Kedalaman dan posisi invasi implan endometriotik secara besar mempengaruhi prosedur
operasi. Deeply infiltrating endometriosis (DIE) terdiri dari nodul endometriotik yang
menginvasi permukaan organ atau peritoneum sedalam lebih dari 5 mm. Tipe nyeri pelvis yang
dihasilkan berhubungan dengan lokasi DIE. Pasien dengan DIE cenderung lebih memiliki nyeri
pelvis kronik non siklik, yang mungkin paling terkait dengan infiltrasi serabut saraf
subperitoneal atau saraf viseral oleh implant. Reseksi atau ablasi sempurna lesi ini adalah hal
yang paling penting dalam terapi bedah endometriosis dan khususnya DIE. Hal yang dapat
dilakukan adalah reseksi peritoneum, ligamen uterosakral, vagina posterior, rektum anterior, dan
intestinu. Prosedur lain yang menggunakan kombinasi ablasi tradisional dan teknik reseksi
adalah laparoscopic uterine nerve ablation (LUNA) dan laparoscopic presacral neurectomy
(LPSN). Tambahan prosedur ini diperkirakan dapat meningkatkan penurunan keluhan nyeri
secara keseluruhan. LUNA didesain untuk dapat mengganggu serabut saraf eferen pada ligamen
uterosakral agar menurunkan nyeri uterus terkait dismenore. LPSN melibatkan interupsi terhadap
inervasi simpatetik terhadap uterus pada pleksus hipogastrik superior. Namun, review Cochrane
menunjukkan bahwa LUNA dan LPSN keduanya tidak mampu meningkatkan penurunan nyeri
jangka pendek dibandingkan laparoskopi konvensional.

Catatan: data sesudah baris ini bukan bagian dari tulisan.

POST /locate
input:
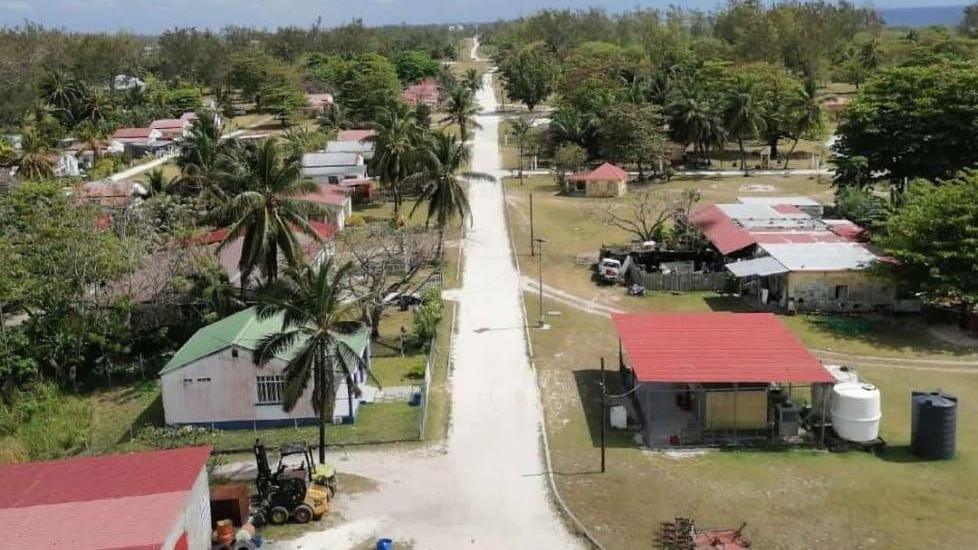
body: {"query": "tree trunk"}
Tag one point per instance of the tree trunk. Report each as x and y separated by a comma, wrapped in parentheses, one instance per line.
(321, 375)
(791, 151)
(743, 156)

Penelitian terkontrol acak besar
membandingkan hasil bedah laparoskopi konservatif dengan bedah laparoskopi dengan LUNA
dan menemukan tidak adanya perbedaaan persentasi pasien yang mengalami rekurensi
dismenorea dalam satu dan tiga tahun paska bedah di kedua kelompok. LPSN ditemukan
memiliki beberapa manfaat pada penurunan nyeri jangka panjang hanya pada nyeri abdominal
midline. Terdapat peningkatan insidensi konstipasi paska operatif dan disfungsi urin akibat PSN.
Harus selalu dipertimbangkan juga bahwa LPSN memiliki prosedur yang lebih sulit dan risiko
perdarahan yanag lebih tinggi karena dikelilingi oleh pleksus vena, sehingga memerlukan dokter
bedah laparoskopi yang berpengalaman.
Ablasi laparoskopi atau reseksi implan endometrium harus dilakukan dengan hati-hati.
Adhesi sering muncul bersamaan dengan implan endometrium dan dapat mengganggu anatomi
normal serta visualisasi di kamar bedah. Beberapa penelitian mencoba membandingkan desikasi
atau ablasi suatu implan dibandingkan dengan reseksi laparoskopi; dua penelitian menunjukkan
tidak adanya perbedaan signifikan terkait skor nyeri paska operasi pada 6 – 12 bulan. Follow up
5 tahun membandingkan teknik eksisi versus ablasi juga tidak menemukan perbedaan signifikan
gejala dispareunia. Keputusan untuk memilih salah satu di antara teknik bergantung pada pilihan
dan kenyamanan dokter bedah. Sebelum pengangkatan atau desikasi implan, perlu mengetahui
struktur anatomi yang berdekatan dengan lesi secara menyeluruh. Jika implan berada di atas
ureter atau pembuluh darah, maka pertimbangan penggunaan ablasi harus dilakukan agar panas
tidak terlalu menyebar dalam. Jika yang digunakan adalah metode eksisi, diseksi dengan hati-hati
harus dilakukan agar jaringan sekitar yang sehat tidak terpengaruh.